There are no cookie-cutter solutions for restaurant sinks and faucets. There as many ways to configure them as there are establishments that depend on them, and your plumbing setup is highly customizable. The fixtures that work in the restaurant across the street may be ill-suited for your business, and seemingly small variations in equipment can make a huge difference in how efficiently your kitchen runs. It pays to explore all the options that are available when you go to outfit your kitchen and dishroom.
More is Not Necessarily Better
It's easy to assume that higher water flow means greater washing efficiency, but that's not necessarily the case. Low-flow commercial faucets can save a surprising amount of money on utility costs - as much as thousands of dollars annually in some establishments - without sacrificing speed and effectiveness. Lower-volume faucets can cut down on the safety risk created by wet floors and cross-contamination that can be caused by splashing water. Faucets that are too weak or too strong can even violate health codes.
3 Ways to Keep it in Code
Federal and municipal health codes have a lot to say about commercial sinks. It pays to understand them so you can make sure you're not met with an unpleasant surprise the next time the health inspector comes around. Here are a few major health code highlights to keep in mind:
You're required to have a compartment sink even if you use a warewasher. If you wash all your wares in a dishwasher, you're still required to have a fully-functional three compartment sink that's capable of being used to rinse, wash, and sanitize your equipment, cookware and dinnerware.
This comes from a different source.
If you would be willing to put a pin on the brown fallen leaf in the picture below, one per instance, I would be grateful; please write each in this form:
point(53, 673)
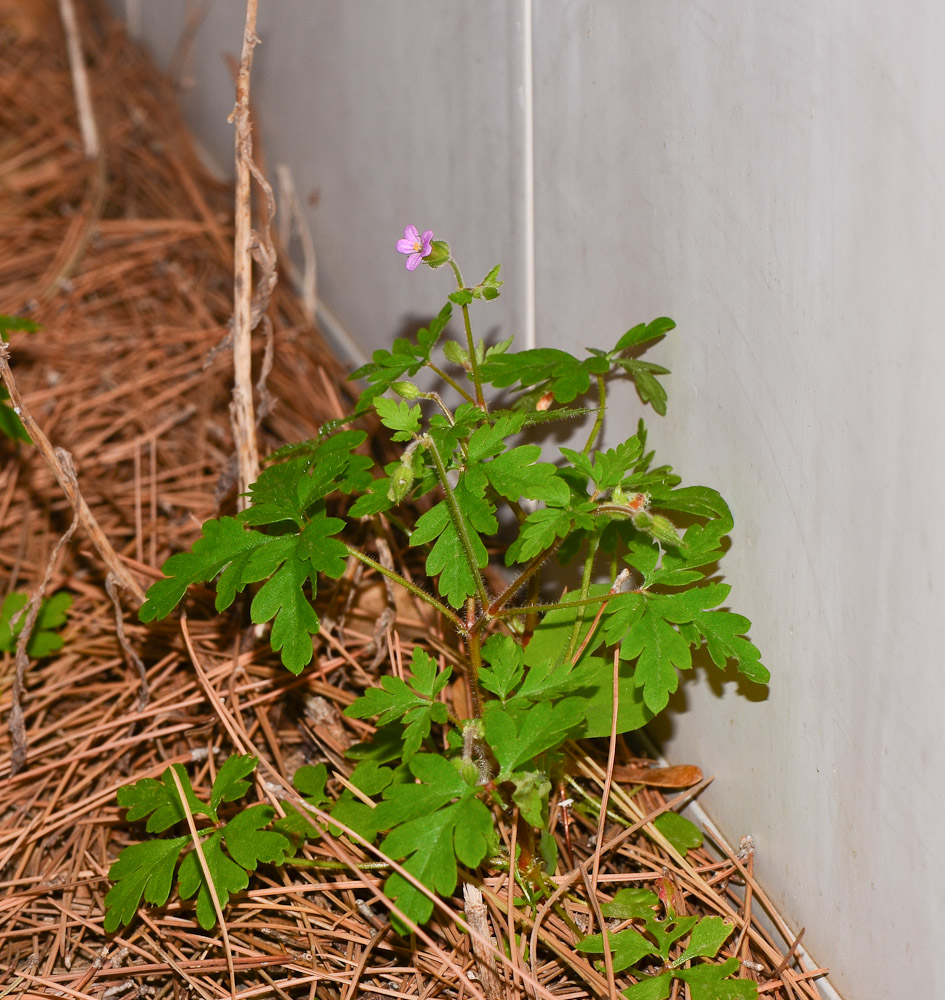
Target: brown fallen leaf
point(674, 776)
That's a precaution in the event that your machine should stop working, you'll have a backup plan for getting your wares clean and sanitary until it can be repaired.
You're required to have designated handwashing sinks. Allowing your staff to wash their hands in restaurant sinks that are used to wash food or wares can land you in trouble. Every commercial kitchen is required to have designated handwashing sinks that are reserved strictly for that purpose. Depending on how close those commercial sinks are to food prep and cooking areas, they may be required to be fitted with side splashes as well to prevent splashing water from contaminating food.
Dishroom design is about more than convenience. The dishroom is sometimes an afterthought when it comes to laying out a commercial kitchen, that means it can get stiffed on space, but you can be sure your health inspector won't forget about it. That's why it's critical to designate separate areas for clean and dirty dishes. Allowing clean and dirty dishes to land on the same surface can land you a violation.